Education Cabinet Secretary Ezekiel Machogu has come up with a brilliant plan to shake things up in the world of national exams. Prepare yourself for twice the excitement, because from now on, exam papers will be collected not once, but twice a day. Machogu dropped this bombshell during the 46th Kenya Secondary School Heads Association (KESSHA) annual national conference, held in the beautiful city of Mombasa at the Sheikh Zayed Hall.
So, here’s the scoop. In the morning, they’ll be collecting the morning papers, and hold your breath, in the afternoon, they’ll be collecting the afternoon papers. Revolutionary, isn’t it? Machogu, with a sly smile on his face, explained that this master plan aims to prevent any early exposure of the exam papers. You see, they want to make sure those sneaky learners don’t get their hands on the papers before it’s time to put their thinking caps on.
But that’s not all! The Ministry has big plans for the future. They want to achieve “solid management and control of exam materials.” How? By expanding the number of containers in the sub-counties and the counties. I guess they’re taking the saying “think outside the box” quite literally. More containers mean more security, and that means no more leaked papers flying around on students’ mobile phones. It’s like a magic trick, but instead of pulling a rabbit out of a hat, they’re pulling exam papers out of containers.
The chairman of KESSHA, Indimuli Kahi, had some burning questions for the Kenya National Examination Council. He wanted assurance that there would be no leaked papers in 2023. He pondered, “Why do we see resemblance of examination papers flying around in mobile phones before the candidates even sit for the exam? Where is this paper coming from?” Those are some valid questions, my friend. If the papers are coming from within, then we’ve got some serious accusations to address.
But here comes Basic Education PS Belio Kipsang with his take on the matter. He believes it’s all about trust. According to him, the trust deficit in our country is a real challenge. Imagine if we could build that trust. Kipsang thinks we could even give students a whole month’s worth of papers. Woah, slow down there, Kipsang! Let’s take it one step at a time.
Kipsang also pointed out that it’s a bit disheartening to see teachers and pupils needing armed security agents during national exams. Shouldn’t exams be a time of excitement and discovery? He questioned why doctors can walk into an operating theater without armed security and why lawyers can strut into court without armed policemen. Why, oh why, is it only when we assess students that we need all this security? These are the questions that keep Kipsang up at night.

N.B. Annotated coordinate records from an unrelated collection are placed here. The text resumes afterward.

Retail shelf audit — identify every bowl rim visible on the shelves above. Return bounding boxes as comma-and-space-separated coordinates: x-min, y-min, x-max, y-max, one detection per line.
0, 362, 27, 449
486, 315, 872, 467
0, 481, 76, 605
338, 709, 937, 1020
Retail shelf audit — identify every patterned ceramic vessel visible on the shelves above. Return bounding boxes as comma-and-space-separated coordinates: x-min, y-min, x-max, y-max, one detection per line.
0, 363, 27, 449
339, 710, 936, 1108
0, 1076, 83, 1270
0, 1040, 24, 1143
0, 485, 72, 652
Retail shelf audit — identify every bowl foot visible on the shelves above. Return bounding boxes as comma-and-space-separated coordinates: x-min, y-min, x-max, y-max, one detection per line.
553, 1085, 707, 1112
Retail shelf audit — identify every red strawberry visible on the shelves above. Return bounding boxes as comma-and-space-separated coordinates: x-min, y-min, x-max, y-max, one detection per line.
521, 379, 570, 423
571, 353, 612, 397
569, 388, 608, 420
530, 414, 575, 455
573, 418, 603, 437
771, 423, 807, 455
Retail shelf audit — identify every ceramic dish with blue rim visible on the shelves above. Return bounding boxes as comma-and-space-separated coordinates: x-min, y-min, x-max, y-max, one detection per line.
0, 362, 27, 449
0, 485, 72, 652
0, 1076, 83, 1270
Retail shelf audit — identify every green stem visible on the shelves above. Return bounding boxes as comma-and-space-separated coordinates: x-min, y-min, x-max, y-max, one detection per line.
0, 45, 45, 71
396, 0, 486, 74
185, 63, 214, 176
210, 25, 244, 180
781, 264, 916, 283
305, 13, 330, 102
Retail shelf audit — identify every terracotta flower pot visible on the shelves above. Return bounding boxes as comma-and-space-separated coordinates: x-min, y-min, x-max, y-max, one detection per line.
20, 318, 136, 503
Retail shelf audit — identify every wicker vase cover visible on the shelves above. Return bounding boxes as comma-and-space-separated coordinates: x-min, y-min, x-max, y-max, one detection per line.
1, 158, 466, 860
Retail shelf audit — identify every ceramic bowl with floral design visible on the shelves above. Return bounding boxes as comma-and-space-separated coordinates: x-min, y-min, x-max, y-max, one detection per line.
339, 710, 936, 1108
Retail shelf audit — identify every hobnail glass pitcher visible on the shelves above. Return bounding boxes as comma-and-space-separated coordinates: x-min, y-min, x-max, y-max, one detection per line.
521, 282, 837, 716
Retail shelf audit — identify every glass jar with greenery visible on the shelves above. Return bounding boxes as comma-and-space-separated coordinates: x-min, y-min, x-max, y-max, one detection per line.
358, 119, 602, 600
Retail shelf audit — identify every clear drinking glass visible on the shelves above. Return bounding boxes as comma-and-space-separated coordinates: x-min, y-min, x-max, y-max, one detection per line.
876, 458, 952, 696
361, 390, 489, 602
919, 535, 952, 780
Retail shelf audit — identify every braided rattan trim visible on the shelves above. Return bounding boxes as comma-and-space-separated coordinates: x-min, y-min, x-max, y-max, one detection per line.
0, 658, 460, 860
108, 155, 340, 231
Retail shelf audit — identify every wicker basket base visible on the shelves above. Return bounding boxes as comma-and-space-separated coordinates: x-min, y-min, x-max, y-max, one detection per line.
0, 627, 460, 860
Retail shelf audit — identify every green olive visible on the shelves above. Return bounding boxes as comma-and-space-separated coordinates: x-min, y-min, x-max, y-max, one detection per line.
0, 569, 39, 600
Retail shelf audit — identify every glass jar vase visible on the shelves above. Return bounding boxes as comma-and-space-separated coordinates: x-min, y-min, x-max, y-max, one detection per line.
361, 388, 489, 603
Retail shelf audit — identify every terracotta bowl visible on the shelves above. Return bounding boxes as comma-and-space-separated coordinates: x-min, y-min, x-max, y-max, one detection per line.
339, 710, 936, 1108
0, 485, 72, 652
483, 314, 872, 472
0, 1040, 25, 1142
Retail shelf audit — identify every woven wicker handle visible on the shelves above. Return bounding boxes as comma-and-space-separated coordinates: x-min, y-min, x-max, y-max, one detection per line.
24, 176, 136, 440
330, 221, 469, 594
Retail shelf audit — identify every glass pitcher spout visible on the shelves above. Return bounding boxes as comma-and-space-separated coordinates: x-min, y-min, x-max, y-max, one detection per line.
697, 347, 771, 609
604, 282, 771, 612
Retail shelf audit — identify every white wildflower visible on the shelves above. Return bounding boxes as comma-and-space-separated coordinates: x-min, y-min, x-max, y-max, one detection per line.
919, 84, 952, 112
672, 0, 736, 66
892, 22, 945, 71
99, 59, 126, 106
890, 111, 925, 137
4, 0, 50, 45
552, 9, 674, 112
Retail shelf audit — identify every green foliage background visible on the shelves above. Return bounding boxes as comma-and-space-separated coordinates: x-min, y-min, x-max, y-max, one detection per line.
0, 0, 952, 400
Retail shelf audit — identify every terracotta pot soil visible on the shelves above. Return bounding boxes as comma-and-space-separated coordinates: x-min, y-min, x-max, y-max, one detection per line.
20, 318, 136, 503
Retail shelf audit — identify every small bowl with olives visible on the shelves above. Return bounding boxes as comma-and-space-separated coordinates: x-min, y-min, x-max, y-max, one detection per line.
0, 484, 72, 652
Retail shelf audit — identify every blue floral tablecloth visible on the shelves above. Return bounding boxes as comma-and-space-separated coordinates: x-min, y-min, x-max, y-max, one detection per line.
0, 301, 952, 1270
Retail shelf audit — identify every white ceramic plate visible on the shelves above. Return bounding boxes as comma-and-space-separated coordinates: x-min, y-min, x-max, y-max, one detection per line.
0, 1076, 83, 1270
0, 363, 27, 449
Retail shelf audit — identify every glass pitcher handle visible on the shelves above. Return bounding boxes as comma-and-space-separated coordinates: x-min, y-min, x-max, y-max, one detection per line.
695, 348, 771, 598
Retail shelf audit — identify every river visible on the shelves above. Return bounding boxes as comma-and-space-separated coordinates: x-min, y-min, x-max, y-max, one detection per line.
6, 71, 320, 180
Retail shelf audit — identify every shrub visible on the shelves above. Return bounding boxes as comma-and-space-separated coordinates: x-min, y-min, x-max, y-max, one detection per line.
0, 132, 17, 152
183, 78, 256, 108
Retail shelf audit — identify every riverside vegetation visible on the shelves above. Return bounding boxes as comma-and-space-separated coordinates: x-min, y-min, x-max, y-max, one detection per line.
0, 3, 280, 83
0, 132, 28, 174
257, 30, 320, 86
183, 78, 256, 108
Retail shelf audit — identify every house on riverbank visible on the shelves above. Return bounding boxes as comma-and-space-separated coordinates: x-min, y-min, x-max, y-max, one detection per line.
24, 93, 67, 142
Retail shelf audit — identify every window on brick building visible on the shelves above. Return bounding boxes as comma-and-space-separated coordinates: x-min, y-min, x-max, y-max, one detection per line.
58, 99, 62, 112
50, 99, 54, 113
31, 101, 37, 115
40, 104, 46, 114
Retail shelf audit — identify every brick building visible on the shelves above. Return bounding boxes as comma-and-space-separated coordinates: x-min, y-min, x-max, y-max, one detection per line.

To build trust with students, principals need to address the issues that young people face. It’s time to put ourselves in their shoes and understand their world. Kipsang challenged everyone to reflect on what we have done to earn the trust of our students. Maybe it’s time to break free from the shackles of distrust and create an atmosphere of openness and support. Who knows, maybe one day students will march into exam halls with a skip in their step, free from any suspicion or fear. Wouldn’t that be something?